Saad Hariri dit avoir voulu, à travers sa démission, susciter un « choc positif ». « C’était une manière de dire aux Libanais qu’il y avait un très grand problème », a-t-il expliqué au journaliste français, Jean-Pierre Elkabbach.
Si cette énième crise politique a appris quelque chose aux Libanais, c’est le “très grand problème” que représente l’inféodation de ses partis politiques aux puissances régionales, tant à l’Iran qu’à l’Arabie saoudite. Et la solution à ce problème ne tient pas en trois mots. Il ne suffit pas que le Liban adopte une “politique de distanciation” vis-à-vis des conflits régionaux pour recouvrer sa souveraineté.

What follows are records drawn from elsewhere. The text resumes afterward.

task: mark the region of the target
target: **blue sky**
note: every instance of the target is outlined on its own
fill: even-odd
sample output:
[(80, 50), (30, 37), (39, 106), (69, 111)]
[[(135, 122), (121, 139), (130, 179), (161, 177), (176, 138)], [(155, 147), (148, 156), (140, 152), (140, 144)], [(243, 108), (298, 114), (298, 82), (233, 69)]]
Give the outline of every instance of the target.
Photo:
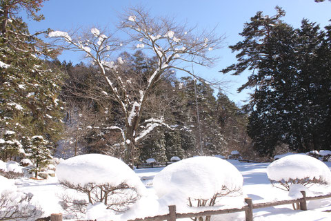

Pour devenir réellement indépendant, le pays doit s’en donner les moyens. Cela passe par une remise en cause profonde de son modèle politique – de sa structure confessionnelle et clientéliste – mais aussi économique. Le Liban ne peut pas s’émanciper tant que la moindre menace de boycott fait trembler son économie.
L’émigration massive des Libanais dans le Golfe n’est pas une fatalité. Le Liban n’est pas trop petit pour contenir l’ambition de ses ressortissants, comme certains se plaisent à le croire. Il n’est pas plus petit que Singapour et ses 719,1 kilomètres carrés, dépourvus de ressources naturelles. L’émigration est la conséquence de l’échec des politiques économiques menées depuis la fin de la guerre civile. De la mise en place d’un système qui repose sur l’exportation de ressources humaines en échange d’entrées de capitaux, investis dans l’immobilier et la dette publique. Cette diaspora soutient aussi la demande des pays du Golfe pour des produits et des services libanais en mal de compétitivité, faute d’énergie, d’eau, de routes, d’un État efficace.
Pour que le choc soit positif, le Liban doit prendre conscience de la fragilité de ce modèle, de l’asservissement qu’il impose. Et s’en libérer.